Mennonite Heritage Village

The Passage of Suffering – Part II

Village News (August 29, 2019)
By Andrea Dyck

This week’s column is a continuation of last week’s, where we started to look at the writings from people from the past to see how they dealt with suffering and the role of community in the life of the individual when hardship hit.

Looking at the early settlement period is not to nostalgically suggest the past was perfect. Living in a tightly woven Mennonite community was difficult and it could have negative consequences on individuals. And in fact, Mennonite villages on the East Reserve (surrounding Steinbach) and West Reserve (in the area around Winkler and Altona) in Manitoba, which were based on the communal street village system, broke apart quite soon after settlement so that most of them didn’t last beyond the turn of the twentieth century. As they experienced life in Canada, Mennonites left their communities and moved out of the villages, onto their own quarter sections, assimilating to the individualism of the dominant society.

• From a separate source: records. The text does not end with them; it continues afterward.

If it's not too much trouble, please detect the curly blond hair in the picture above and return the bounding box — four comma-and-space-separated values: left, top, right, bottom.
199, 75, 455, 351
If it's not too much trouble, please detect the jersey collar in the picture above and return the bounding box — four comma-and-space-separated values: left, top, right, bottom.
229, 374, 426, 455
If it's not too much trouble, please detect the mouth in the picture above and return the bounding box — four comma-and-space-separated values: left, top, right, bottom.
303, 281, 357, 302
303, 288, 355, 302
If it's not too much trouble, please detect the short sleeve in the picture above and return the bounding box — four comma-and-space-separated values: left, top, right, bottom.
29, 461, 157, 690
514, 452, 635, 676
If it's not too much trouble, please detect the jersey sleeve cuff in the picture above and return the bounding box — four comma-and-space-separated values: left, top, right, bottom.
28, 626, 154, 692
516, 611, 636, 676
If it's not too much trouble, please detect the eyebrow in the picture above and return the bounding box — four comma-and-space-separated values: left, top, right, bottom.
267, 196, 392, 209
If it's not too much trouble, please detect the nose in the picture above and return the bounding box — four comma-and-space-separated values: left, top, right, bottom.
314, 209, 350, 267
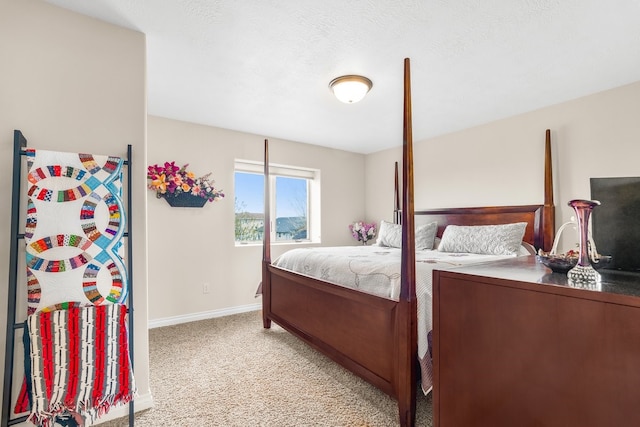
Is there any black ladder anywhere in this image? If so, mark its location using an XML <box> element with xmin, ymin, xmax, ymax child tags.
<box><xmin>0</xmin><ymin>130</ymin><xmax>135</xmax><ymax>427</ymax></box>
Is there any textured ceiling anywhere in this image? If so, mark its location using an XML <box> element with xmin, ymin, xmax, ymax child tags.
<box><xmin>47</xmin><ymin>0</ymin><xmax>640</xmax><ymax>153</ymax></box>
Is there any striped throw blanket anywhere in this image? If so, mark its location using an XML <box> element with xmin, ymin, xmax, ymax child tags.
<box><xmin>18</xmin><ymin>304</ymin><xmax>135</xmax><ymax>427</ymax></box>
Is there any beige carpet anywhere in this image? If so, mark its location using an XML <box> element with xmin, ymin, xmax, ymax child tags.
<box><xmin>100</xmin><ymin>312</ymin><xmax>432</xmax><ymax>427</ymax></box>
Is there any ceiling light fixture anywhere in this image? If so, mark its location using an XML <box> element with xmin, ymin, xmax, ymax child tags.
<box><xmin>329</xmin><ymin>75</ymin><xmax>373</xmax><ymax>104</ymax></box>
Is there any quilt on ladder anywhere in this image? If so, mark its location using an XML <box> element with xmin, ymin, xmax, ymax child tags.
<box><xmin>25</xmin><ymin>304</ymin><xmax>135</xmax><ymax>427</ymax></box>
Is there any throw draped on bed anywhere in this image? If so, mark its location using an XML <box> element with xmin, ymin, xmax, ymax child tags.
<box><xmin>15</xmin><ymin>149</ymin><xmax>135</xmax><ymax>426</ymax></box>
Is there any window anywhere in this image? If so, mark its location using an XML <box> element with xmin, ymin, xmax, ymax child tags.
<box><xmin>235</xmin><ymin>160</ymin><xmax>320</xmax><ymax>244</ymax></box>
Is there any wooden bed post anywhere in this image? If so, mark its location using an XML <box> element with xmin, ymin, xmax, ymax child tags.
<box><xmin>396</xmin><ymin>58</ymin><xmax>418</xmax><ymax>427</ymax></box>
<box><xmin>262</xmin><ymin>139</ymin><xmax>271</xmax><ymax>329</ymax></box>
<box><xmin>540</xmin><ymin>129</ymin><xmax>556</xmax><ymax>252</ymax></box>
<box><xmin>393</xmin><ymin>162</ymin><xmax>402</xmax><ymax>224</ymax></box>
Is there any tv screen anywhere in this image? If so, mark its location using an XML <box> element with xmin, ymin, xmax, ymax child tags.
<box><xmin>591</xmin><ymin>177</ymin><xmax>640</xmax><ymax>272</ymax></box>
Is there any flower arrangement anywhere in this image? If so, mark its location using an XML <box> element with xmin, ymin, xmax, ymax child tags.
<box><xmin>349</xmin><ymin>221</ymin><xmax>376</xmax><ymax>245</ymax></box>
<box><xmin>147</xmin><ymin>162</ymin><xmax>224</xmax><ymax>202</ymax></box>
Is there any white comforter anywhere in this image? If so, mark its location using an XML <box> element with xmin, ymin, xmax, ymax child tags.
<box><xmin>273</xmin><ymin>246</ymin><xmax>515</xmax><ymax>393</ymax></box>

But elsewhere, in colonies established by traditionalist Mennonites throughout Latin America for example, the physical set-up of the street village remains intact even today. In these villages, Mennonite institutions like the “Brandordnung,” a traditional system of fire insurance relied on in Mennonite villages through the centuries in Poland, Russia, and the early settlement period in North America, still operates today. Royden Loewen’s oral history of Old Colony Mennonites in Latin America, Horse-and-Buggy Genius, explains how this system works to help ensure the survival of individual households and, through them, the entire village. Explaining one case of a house fire, an Old Colonist Brandältester (colony fire commissioner) from Bolivia notes: “A house burned down, [and] we ‘high-speed’ rebuilt this house. The people in the colony helped.” Within “a week,” Loewen states, “a new house was standing in place of the old structure, built from fire insurance money and voluntary labour readily given.” (Loewen, Horse-and-Bugge Genuis, 109)

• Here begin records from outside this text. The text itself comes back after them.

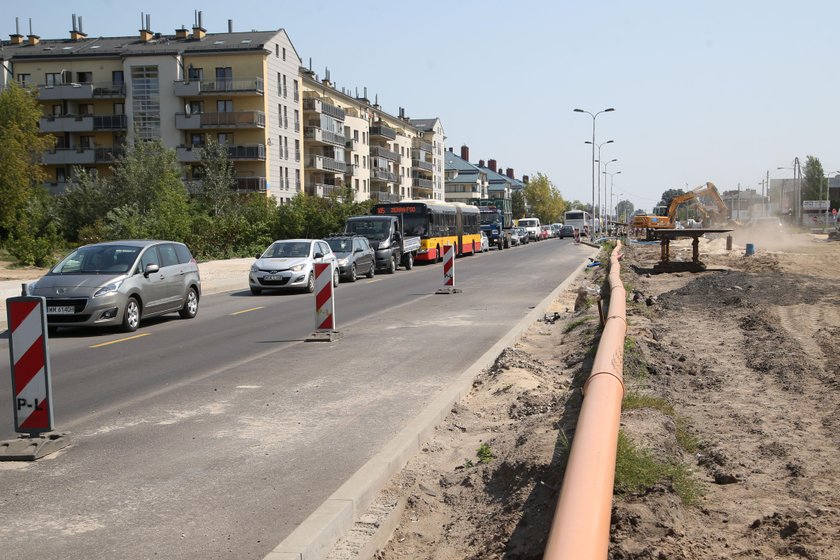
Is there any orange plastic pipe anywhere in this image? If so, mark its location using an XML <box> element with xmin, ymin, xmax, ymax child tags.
<box><xmin>543</xmin><ymin>242</ymin><xmax>627</xmax><ymax>560</ymax></box>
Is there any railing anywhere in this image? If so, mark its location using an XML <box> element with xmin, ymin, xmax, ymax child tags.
<box><xmin>543</xmin><ymin>242</ymin><xmax>627</xmax><ymax>560</ymax></box>
<box><xmin>370</xmin><ymin>146</ymin><xmax>400</xmax><ymax>161</ymax></box>
<box><xmin>370</xmin><ymin>124</ymin><xmax>397</xmax><ymax>140</ymax></box>
<box><xmin>370</xmin><ymin>169</ymin><xmax>398</xmax><ymax>183</ymax></box>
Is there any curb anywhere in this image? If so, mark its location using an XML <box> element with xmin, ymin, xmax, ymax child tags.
<box><xmin>264</xmin><ymin>250</ymin><xmax>600</xmax><ymax>560</ymax></box>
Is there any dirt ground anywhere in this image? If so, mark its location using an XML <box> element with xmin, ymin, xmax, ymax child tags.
<box><xmin>330</xmin><ymin>232</ymin><xmax>840</xmax><ymax>560</ymax></box>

For those of us who ourselves do not come from traditionalist, community-oriented backgrounds, and for all of us living in our modern context, considering traditionalist Mennonite perspectives on questions like pain and suffering challenges our commonly accepted notions of faith and community and how the two often exist at arm’s length from each other. It is not my place to suggest how we should deal with pain or consider life’s suffering but by looking at history and seeing

how traditionalist Mennonite groups have written about hardship and how they constructed their lives and even their buildings around this concept of community, we see a counterpoint to our own individualized culture and social values. It is very often difficult to see and understand the merits that an alternative point of view might hold for us. For us in our western culture today, who most often place individual freedom above the needs of the community, it can be difficult to understand a people who choose to put the value of community above that of the individual, who live out their faith as part of a group. By looking at the writing people from the past have left behind and by examining the historical architecture around the Mennonite Heritage Village (MHV) though, we begin to understand in a more nuanced way who we are as people today, where we place ourselves in the world, and what shapes our faith and communal lives.